2-year rule on SIMPLE-to-SIMPLE
Just fact-checking.
If taxpayer has a SIMPLE with Employer A, and within the two-year period, rolls the funds into a SIMPLE sponsored by their new Employer B, does the two-year clock “reset” on that original money (deposited while with Employer A)?
And does the new money deposited into Employer B’s SIMPLE have its own two-year clock? Or does the original two-year clock (e.g. from the first date money was deposited into the Employer A SIMPLE), once satisfied, make ALL of a client’s SIMPLEs eligible for rollover to a traditional IRA?
Permalink Submitted by William Tuttle on Tue, 2021-03-09 21:17
The clock starts on the date of the first contribution to the first plan.
An employer may, but is not required to take into account the participant’s evidence of the date of the first contribution to a previous plan.
If the 2nd employer takes into account your evidence of the date of the first contribution to the 1st plan. The 1099-R of distributions after the 2-year anniversary of the first contribution to the 1st plan will be code as a normal distribution.
If the 2nd employer does not take into account your evidence of the date of first contribution to the 1st plan.
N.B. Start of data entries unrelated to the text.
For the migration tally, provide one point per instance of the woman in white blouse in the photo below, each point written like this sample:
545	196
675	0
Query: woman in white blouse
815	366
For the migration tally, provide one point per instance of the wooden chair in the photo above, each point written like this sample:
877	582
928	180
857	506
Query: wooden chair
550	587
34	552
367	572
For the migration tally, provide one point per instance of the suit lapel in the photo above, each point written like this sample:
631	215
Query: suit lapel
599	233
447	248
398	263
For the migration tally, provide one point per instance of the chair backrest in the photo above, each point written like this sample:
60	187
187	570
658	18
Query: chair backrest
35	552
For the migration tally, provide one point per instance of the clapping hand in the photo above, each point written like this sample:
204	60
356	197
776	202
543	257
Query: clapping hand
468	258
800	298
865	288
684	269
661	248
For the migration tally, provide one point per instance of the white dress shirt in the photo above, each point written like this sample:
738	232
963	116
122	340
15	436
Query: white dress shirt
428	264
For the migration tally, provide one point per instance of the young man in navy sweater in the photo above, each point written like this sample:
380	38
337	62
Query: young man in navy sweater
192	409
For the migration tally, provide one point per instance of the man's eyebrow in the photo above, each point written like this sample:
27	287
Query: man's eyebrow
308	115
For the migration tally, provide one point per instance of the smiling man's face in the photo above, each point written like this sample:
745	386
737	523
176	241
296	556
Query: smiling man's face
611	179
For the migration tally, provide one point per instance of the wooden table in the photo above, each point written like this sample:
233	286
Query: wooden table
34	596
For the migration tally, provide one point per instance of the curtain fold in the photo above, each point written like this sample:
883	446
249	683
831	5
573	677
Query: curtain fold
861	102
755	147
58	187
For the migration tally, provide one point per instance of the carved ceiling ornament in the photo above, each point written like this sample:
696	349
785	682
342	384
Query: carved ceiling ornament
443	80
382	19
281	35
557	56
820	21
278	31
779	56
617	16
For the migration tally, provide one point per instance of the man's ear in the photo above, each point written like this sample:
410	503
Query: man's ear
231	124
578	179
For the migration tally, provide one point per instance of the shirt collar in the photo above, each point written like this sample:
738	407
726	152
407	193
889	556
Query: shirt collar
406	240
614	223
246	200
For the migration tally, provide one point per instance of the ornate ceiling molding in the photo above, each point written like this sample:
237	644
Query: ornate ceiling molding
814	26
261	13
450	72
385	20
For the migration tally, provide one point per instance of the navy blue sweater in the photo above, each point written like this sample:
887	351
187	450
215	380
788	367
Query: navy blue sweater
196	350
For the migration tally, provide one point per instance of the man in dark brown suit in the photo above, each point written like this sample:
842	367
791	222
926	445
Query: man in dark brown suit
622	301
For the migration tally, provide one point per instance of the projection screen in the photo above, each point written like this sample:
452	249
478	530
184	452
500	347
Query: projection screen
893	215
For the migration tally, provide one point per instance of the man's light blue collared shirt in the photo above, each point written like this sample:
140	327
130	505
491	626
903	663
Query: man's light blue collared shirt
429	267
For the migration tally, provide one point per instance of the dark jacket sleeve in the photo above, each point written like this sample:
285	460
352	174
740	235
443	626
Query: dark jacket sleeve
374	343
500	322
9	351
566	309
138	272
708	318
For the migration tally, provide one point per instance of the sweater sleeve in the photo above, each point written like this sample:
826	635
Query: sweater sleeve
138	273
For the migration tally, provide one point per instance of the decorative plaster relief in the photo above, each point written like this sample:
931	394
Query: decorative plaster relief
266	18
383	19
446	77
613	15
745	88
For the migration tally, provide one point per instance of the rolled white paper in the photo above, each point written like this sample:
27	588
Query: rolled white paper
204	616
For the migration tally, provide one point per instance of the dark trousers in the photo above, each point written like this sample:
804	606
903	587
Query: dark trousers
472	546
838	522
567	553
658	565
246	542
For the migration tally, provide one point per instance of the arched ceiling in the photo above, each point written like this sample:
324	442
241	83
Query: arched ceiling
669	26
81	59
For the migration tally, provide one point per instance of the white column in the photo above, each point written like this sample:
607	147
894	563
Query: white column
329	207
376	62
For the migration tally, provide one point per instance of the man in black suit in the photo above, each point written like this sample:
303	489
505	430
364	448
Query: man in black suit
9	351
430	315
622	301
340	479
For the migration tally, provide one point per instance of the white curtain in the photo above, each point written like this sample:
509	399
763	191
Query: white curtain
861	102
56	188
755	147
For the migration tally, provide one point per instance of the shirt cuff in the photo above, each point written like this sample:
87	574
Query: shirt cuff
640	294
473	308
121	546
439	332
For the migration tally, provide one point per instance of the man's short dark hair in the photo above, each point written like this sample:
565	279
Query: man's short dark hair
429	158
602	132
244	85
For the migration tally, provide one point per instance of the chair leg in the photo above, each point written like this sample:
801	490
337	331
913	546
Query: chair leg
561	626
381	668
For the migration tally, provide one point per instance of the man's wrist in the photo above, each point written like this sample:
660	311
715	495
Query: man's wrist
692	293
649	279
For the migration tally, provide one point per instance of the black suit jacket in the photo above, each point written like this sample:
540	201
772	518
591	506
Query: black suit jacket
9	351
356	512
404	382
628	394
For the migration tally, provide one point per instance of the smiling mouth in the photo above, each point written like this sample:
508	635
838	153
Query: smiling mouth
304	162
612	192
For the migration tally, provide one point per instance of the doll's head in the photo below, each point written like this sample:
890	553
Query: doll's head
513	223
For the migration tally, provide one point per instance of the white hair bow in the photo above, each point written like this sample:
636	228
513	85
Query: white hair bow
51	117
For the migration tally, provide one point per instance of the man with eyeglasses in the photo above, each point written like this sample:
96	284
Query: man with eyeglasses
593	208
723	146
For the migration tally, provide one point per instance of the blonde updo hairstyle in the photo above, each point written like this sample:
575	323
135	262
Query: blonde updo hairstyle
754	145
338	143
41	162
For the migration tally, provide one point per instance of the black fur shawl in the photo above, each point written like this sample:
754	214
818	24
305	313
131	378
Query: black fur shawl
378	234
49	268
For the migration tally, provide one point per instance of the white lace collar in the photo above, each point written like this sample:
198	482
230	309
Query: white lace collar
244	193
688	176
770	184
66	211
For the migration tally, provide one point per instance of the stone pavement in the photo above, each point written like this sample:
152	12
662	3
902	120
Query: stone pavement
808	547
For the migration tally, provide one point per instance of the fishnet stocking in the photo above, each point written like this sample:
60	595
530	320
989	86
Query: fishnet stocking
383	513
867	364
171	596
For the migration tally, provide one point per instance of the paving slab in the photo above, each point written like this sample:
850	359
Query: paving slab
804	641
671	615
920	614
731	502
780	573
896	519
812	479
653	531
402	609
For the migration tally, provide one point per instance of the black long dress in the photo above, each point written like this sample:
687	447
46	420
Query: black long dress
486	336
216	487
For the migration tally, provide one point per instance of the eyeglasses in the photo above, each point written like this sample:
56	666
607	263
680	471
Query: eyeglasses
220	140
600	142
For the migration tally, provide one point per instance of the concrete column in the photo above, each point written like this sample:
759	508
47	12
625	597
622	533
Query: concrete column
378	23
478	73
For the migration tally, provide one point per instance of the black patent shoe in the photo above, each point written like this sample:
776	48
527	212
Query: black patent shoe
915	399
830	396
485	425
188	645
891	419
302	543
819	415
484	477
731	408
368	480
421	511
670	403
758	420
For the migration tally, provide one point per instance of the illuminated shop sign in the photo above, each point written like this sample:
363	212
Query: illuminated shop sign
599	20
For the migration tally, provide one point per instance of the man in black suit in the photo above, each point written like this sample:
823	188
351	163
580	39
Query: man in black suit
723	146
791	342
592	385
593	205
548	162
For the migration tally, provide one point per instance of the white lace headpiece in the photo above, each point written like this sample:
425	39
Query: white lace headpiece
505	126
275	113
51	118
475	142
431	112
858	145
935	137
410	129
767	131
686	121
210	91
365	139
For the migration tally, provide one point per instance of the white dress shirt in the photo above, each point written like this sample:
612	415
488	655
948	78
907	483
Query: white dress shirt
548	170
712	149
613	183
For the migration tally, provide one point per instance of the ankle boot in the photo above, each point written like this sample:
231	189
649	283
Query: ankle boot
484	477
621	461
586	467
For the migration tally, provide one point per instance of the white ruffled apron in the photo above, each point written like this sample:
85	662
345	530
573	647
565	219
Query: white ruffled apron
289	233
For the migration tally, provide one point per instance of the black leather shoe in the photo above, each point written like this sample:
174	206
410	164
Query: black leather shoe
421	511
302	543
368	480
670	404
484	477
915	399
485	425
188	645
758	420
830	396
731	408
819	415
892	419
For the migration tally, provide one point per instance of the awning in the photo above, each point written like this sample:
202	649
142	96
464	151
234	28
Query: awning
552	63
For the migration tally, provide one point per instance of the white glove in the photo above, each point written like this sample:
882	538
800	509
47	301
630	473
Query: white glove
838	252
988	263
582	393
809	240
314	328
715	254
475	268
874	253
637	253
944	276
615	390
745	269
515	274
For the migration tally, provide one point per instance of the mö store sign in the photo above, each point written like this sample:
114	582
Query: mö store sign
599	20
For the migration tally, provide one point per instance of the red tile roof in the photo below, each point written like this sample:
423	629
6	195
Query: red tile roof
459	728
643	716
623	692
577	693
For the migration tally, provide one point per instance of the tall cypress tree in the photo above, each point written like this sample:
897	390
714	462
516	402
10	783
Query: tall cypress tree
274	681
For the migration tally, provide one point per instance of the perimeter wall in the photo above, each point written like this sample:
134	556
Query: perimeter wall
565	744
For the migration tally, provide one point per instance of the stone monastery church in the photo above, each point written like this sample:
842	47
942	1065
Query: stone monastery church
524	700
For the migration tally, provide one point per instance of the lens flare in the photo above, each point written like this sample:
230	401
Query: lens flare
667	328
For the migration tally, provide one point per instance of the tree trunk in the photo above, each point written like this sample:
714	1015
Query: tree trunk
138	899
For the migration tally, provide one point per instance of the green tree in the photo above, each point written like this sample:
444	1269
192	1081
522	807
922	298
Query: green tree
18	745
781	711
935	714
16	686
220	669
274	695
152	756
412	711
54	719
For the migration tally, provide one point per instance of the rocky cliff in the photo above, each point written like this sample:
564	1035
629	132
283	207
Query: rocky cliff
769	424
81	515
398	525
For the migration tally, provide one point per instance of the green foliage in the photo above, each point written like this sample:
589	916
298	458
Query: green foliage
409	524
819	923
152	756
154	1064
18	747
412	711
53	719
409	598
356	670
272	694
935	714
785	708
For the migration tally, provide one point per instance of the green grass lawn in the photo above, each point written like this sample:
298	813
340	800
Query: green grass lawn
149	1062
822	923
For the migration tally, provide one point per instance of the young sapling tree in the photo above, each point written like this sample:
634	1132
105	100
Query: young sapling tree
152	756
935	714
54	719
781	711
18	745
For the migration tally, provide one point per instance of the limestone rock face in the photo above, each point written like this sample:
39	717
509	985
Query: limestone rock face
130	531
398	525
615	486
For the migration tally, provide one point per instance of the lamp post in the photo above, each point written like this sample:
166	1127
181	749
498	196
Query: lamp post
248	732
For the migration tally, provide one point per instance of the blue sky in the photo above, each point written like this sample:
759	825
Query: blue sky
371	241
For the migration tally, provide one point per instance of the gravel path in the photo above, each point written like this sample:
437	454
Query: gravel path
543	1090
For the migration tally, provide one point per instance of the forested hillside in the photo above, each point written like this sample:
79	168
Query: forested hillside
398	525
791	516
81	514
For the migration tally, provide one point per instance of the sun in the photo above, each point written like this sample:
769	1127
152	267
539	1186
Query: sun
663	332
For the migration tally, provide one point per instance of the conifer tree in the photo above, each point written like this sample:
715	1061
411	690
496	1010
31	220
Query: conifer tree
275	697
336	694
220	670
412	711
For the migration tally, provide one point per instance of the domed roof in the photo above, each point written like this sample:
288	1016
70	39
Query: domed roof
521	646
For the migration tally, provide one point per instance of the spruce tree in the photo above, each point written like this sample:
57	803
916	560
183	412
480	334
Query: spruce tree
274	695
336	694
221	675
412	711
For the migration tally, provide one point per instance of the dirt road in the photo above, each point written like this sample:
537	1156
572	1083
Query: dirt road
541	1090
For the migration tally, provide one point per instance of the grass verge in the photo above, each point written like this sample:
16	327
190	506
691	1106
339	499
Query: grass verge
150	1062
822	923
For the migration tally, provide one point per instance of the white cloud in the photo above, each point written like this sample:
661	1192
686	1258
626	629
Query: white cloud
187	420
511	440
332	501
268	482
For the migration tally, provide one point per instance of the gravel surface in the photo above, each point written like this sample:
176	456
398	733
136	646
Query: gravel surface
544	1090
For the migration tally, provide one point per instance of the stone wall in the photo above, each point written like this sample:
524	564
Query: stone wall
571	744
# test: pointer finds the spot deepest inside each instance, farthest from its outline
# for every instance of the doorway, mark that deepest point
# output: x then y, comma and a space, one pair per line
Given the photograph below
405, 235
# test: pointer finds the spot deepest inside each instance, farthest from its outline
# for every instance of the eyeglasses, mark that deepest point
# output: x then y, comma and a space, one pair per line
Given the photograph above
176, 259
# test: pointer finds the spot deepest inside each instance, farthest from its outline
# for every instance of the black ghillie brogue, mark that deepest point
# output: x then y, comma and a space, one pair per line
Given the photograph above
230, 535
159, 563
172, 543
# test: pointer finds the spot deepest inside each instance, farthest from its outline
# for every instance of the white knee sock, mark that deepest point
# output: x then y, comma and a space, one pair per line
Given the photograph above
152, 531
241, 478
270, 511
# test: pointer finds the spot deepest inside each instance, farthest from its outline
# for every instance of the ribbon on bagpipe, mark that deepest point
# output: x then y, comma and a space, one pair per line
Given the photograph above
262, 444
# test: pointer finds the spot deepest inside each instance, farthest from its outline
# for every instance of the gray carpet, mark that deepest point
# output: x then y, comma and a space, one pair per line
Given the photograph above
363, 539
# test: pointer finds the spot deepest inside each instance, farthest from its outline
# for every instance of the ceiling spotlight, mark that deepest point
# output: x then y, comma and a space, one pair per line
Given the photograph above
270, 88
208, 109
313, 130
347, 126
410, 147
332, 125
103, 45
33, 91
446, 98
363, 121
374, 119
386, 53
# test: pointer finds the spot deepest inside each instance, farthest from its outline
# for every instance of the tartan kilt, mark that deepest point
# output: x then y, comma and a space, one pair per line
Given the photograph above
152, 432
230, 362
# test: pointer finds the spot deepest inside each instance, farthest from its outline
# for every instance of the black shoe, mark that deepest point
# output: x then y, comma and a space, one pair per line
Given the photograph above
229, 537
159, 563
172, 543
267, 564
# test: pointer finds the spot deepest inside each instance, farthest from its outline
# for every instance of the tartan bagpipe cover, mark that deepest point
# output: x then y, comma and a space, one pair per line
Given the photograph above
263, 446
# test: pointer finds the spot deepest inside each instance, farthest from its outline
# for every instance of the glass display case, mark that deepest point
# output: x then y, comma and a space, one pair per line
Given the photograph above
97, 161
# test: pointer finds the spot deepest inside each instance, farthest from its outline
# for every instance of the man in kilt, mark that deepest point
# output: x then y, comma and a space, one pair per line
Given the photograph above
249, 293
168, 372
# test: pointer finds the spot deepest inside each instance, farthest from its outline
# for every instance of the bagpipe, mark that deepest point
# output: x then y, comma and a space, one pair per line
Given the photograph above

The 1099-R of distributions after the 2-year anniversary of the first contribitions to the 1st plan, but not the 2nd anniversary of the first contribution to the 2nd plan will have Box 7 Code Early distribution, no known exception. This will be subject to the 25% penalty and ineligible for rollover.
You could do this anyway and file Form 5329 with the “other” exception and provide an explanation and proof; “Gentlemen, prepare to defend yourselves!
A couple people I have helped deal with this have said they would have waited the two years after the first contribution at the second plan if they had known the hassle involved. They both received CP2000 notices even though they provided proof was in black and white of the date of first contribution. However after back and forth with the IRS, no penalty applied.
This is for information only and should not be construed as tax advice. YMMV and there is no guarantee you get a favorable result.